Ainda que a questão seja sobre competência territorial, é importante justificar essa prática por parte de funcionários, exemplificando-se com o caso do Sr. Junqueira (nome fictício) que, em março de 2004, procurou o JEC - Piracicaba a fim de propor uma ação de execução. Na triagem, constatou-se que a pessoa era residente na comarca de Piracicaba, enquanto que o suposto devedor era da Comarca de Araras/SP, sendo que a praça de pagamento do cheque era o município de Cordeirópolis, vinculado à vara distrital da comarca de Limeira/SP.

Pela regra do artigo 4º, inciso I, a ação deveria ser proposta no juizado da comarca de Araras e, nos termos do inciso II, poderia ser a vara distrital de Cordeirópolis/SP, haja vista o local em que a obrigação deveria ser satisfeita; foi essa a orientação que o reclamante recebeu na triagem.

Contudo, passados alguns dias, ele voltou alegando que havia procurado os juizados indicados, tendo recebido a informação que a ação deveria ser proposta no juizado da comarca de Piracicaba/SP, ou seja, foi impedido de propor ação tendo em vista que os funcionários que lhe prestaram atendimento entendiam que a competência para propor a referida ação era a do domicilio do autor.

Outro ponto que foi analisado, no capítulo da Lei 9099/95, é quanto à questão da competência em razão da matéria, pois considerando-se o elevado número de pessoas que procuram o JEC - Piracicaba, seria pertinente, melhorando a estrutura, uma atualização da lei no sentido de recepcionar as ações de cunho familiar não alimentar, permitindo a distribuição de alvará que não envolve menor de 18 anos e, ainda, os casos de separação judicial consensual.

Já, em relação a citação do réu, que nos termos do artigo 18, inciso I, deve ser realizada por correspondência com aviso de recebimento em mão própria, surge outro conflito em razão do que é praticado no JEC - Piracicaba e o que se prática, por exemplo, na cidade de São Paulo, uma vez que na maioria dos casos, considerando-se os dados do JEC - Piracicaba, o aviso de recebimento é devolvido com assinatura de terceiros.

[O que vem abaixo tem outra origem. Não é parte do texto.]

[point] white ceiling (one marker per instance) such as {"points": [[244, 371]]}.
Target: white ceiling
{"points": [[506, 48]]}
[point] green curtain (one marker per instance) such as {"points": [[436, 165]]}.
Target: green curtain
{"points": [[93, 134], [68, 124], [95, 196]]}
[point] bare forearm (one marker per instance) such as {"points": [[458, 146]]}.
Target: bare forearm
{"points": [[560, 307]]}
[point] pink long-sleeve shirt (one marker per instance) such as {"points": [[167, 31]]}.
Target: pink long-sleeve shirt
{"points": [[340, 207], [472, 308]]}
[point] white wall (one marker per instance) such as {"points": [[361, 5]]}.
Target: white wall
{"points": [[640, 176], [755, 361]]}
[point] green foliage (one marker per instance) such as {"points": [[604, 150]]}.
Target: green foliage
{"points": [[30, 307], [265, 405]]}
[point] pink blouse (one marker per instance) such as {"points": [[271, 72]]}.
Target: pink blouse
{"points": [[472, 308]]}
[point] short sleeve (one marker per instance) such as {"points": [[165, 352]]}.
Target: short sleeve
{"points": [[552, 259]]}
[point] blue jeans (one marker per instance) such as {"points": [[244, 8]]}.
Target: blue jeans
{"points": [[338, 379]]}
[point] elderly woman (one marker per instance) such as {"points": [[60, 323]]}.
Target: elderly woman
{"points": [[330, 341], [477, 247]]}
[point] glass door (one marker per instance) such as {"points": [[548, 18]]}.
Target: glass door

Nesses casos, a pesquisa pode constatar que, ocorrendo ausência do réu, tem-se aplicado o instituto da revelia, mesmo que o recebimento da correspondência tenha sido por terceiro. Todavia, esse entendimento não é unânime na comarca, haja vista que o colégio recursal, formado por juizes da própria comarca, tem decretado a nulidade da citação e, conseqüentemente a nulidade da sentença, determinado a volta do processo ao juiz singular para designação de nova audiência de conciliação, instrução e julgamento.

Na pesquisa realizada, também constatou-se que de cada sessenta casos em que o réu foi citado na pessoa de terceiro e, em vista de não estar presente à audiência de conciliação foi condenado à sua revelia, apenas dois recorrem na fase de execução, alegando a nulidade da citação, sendo que os demais reconhecem a dívida.

Quanto a possibilidade ou não de ser aplicada a revelia, conforme o que acima se relatou, falamos a respeito do assunto no capítulo 2 do presente trabalho, que estuda a Lei 9099/95, no subtítulo 2.5: “Sobre a questão das partes”.

Por fim verificou-se que o JEC - Piracicaba não está conseguindo aplicar o disposto na lei quanto às audiências, visto que o prazo entre a audiência de conciliação e a de instrução e julgamento não poderia ultrapassar quinze dias; todavia, em Piracicaba esse prazo era, até o mês de dezembro de 2005, de quatro meses.